図14には、3つの状態(A)〜(C)が示されている。図14の例では、メニュー600の表示開始時、スタイラス900は、左から右へスライドする。まず状態(A)で示されるように、メニュー600の表示開始時は、メニュー600の右端のみが表示される。状態(A)から、スタイラス900が左へスライドすると、状態(B)で示されるように、メニュー600の表示される部分が増加する。さらにスタイラス900が左へスライドすると、メニュー600がすべて表示されるようになる。
このように段階的にメニュー600を表示することにより、メニュー600が表示されることに対するユーザの注意を高めることができる。
なお、第3の実施の形態において、CPU110は、メニュー600の表示開始時とは反対の向きにスタイラス900がスライドされることに応じて、メニュー600の表示を段階的に消去してもよい。
つまり、図14において状態(C)としてメニュー600がすべて表示された後、スタイラス900が右へとスライドされると、状態(B)、状態(A)を順番に経て、メニュー600の表示を段階的に消去してもよい。
[第4の実施の形態]
第4の実施の形態の電子機器のハードウェア構成および機能構成は、第1の実施の形態と同様とすることができる。図15および図16は、第4の実施の形態における、メニュー600とスタイラス900の相対位置を説明するための図である。第4の実施の形態では、タッチ位置が、メニュー600の外であってメニュー600の左側に位置するように、メニュー600の表示位置がタッチ位置に追従する。
なお、第4の実施の形態においても、タッチ位置がタッチパネル120の表示領域の上端または下端に近づいたときには、メニュー600のすべての項目がタッチパネル120内に表示されるように、図16に示されるように、タッチ位置とメニュー600との相対位置が変更され得る。図16には、スタイラス931〜スタイラス936として、スタイラス900の6個のタッチ位置が示されている。

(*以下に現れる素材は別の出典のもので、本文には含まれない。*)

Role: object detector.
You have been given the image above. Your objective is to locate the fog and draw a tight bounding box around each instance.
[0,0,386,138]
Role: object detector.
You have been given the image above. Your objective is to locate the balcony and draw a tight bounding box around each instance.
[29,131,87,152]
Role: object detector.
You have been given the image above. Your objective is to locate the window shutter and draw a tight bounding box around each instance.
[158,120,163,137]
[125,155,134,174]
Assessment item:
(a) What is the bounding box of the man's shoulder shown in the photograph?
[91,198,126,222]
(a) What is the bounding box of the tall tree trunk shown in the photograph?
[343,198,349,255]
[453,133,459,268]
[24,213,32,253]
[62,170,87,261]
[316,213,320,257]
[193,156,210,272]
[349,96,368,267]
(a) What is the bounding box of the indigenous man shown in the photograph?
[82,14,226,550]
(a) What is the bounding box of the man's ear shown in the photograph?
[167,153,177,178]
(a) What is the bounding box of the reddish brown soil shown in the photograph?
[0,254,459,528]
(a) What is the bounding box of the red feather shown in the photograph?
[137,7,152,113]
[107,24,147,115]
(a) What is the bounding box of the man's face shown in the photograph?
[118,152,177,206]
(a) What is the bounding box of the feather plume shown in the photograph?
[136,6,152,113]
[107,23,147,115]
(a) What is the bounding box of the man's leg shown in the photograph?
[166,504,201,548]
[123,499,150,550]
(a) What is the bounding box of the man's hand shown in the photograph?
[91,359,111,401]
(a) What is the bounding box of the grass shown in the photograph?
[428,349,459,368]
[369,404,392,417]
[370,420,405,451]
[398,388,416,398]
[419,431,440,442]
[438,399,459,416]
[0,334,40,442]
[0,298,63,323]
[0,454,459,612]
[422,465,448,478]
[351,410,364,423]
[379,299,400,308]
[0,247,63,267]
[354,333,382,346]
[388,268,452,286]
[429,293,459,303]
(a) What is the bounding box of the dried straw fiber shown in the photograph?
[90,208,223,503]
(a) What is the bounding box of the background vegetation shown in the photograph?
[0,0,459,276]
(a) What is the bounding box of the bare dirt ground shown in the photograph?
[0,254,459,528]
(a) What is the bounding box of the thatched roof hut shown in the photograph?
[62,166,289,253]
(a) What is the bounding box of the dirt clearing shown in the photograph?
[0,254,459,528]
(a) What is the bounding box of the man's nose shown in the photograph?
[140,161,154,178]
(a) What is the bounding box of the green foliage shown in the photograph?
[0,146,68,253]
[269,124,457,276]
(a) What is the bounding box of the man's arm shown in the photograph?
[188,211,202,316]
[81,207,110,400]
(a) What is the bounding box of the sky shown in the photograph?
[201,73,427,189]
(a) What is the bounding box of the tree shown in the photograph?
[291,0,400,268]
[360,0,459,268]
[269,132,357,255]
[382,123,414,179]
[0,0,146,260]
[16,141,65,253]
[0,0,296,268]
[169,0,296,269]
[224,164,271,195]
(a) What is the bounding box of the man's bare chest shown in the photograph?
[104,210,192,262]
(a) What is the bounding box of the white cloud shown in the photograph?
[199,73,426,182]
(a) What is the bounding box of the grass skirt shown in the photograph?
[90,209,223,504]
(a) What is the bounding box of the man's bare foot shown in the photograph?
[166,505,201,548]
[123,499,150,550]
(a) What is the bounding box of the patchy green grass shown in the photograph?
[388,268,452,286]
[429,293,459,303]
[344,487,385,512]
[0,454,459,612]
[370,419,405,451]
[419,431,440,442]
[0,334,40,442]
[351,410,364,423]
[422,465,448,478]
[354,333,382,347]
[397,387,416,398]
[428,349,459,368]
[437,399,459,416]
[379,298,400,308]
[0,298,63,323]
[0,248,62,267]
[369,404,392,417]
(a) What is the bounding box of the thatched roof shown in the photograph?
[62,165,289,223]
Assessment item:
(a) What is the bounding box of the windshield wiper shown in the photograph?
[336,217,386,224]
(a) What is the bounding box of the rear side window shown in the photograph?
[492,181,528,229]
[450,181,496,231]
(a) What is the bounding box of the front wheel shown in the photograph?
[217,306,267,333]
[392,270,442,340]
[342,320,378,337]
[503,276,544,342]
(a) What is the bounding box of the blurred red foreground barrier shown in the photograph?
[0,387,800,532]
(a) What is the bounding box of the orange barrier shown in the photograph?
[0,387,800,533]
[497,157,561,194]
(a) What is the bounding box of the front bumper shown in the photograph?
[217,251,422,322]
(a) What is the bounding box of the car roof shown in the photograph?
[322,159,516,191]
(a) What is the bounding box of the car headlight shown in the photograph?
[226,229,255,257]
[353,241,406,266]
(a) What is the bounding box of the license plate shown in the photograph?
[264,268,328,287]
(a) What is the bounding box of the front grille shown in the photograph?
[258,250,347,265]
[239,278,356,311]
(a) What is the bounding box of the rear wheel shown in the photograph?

そして、メニュー631〜636として、スタイラス931〜スタイラス936によって示された6個のタッチ位置のそれぞれに対応して表示されるメニュー600の表示位置が示されている。
より具体的には、図16に示されるように、スタイラス931で示されるタッチ位置が、矢印A11で示されるように、メニュー632まで上方に移動すると、メニュー600の表示位置はメニュー631からメニュー632へと変更される。さらに、タッチ位置が、矢印A12で示されるように、メニュー633まで上方に移動すると、メニュー600の表示位置はメニュー632からメニュー633へと変更される。
また、スタイラス934で示されるタッチ位置が、矢印A13で示されるように、メニュー635まで上方に移動すると、メニュー600の表示位置はメニュー634からメニュー635へと変更される。さらに、タッチ位置が、矢印A14で示されるように、メニュー636まで上方に移動すると、メニュー600の表示位置はメニュー635からメニュー636へと変更される。
[第5の実施の形態]
第5の実施の形態の電子機器のハードウェア構成および機能構成は、第1の実施の形態と同様とすることができる。
第5の実施の形態では、電子機器のCPU110は、ユーザがスタイラス900をタッチパネル120上でスライドさせたとき、スライドの方向に応じて、実行する処理の種類を決定する。実行する処理は、メニュー600の表示、画面スクロール、および、画面上に表示されているテキストの選択を含む。図17〜図19は、第5の実施の形態の電子機器における、スライド方向と実行される処理の種類との対応関係の例を示す図である。
図17に示された例では、CPU110は、矢印A20で示されるように、スライドの方向が上向きまたは下向きであれば、スタイラス900のスライドに応じて、タッチパネル120に表示される画面をスクロールする。また、スライドの方向が右向きであれば、CPU110は、タッチパネル120に表示されているテキストのうち、スライドされた範囲のテキストを選択する。そして、スライドの方向が左向きであれば、CPU110は、スタイラス900のタッチ位置に応じた位置にメニューを表示する。
図18に示された例では、CPU110は、矢印A21で示されるように、スライドの方向が上下左右のいずれであっても、スタイラス900のタッチ位置に応じた位置にメニューを表示する。
図19に示された例では、CPU110は、矢印A23で示されるように、スライドの方向が上向きまたは下向きであれば、スタイラス900のスライドに応じて、タッチパネル120に表示される画面をスクロールする。また、スライドの方向が右向きまたは左向きであれば、CPU110は、スタイラス900のタッチ位置に応じた位置にメニューを表示する。
第5の実施の形態において、CPU110は、タッチパネル120に表示されているコンテンツに応じて、スライドの方向に対応する処理を図17〜図19のいずれかから選択してもよい。たとえば、CPU110は、タッチパネル120に表示されているコンテンツが、図17に示されるようにテキストを含む場合には、図17に示された態様で、スライドの方向と実行する処理の種類とを関連付ける。
今回開示された実施の形態およびその変形例はすべての点で例示であって制限的なものではないと考えられるべきである。本開示の範囲は上記した説明ではなくて特許請求の範囲によって示され、特許請求の範囲と均等の意味および範囲内でのすべての変更が含まれることが意図される。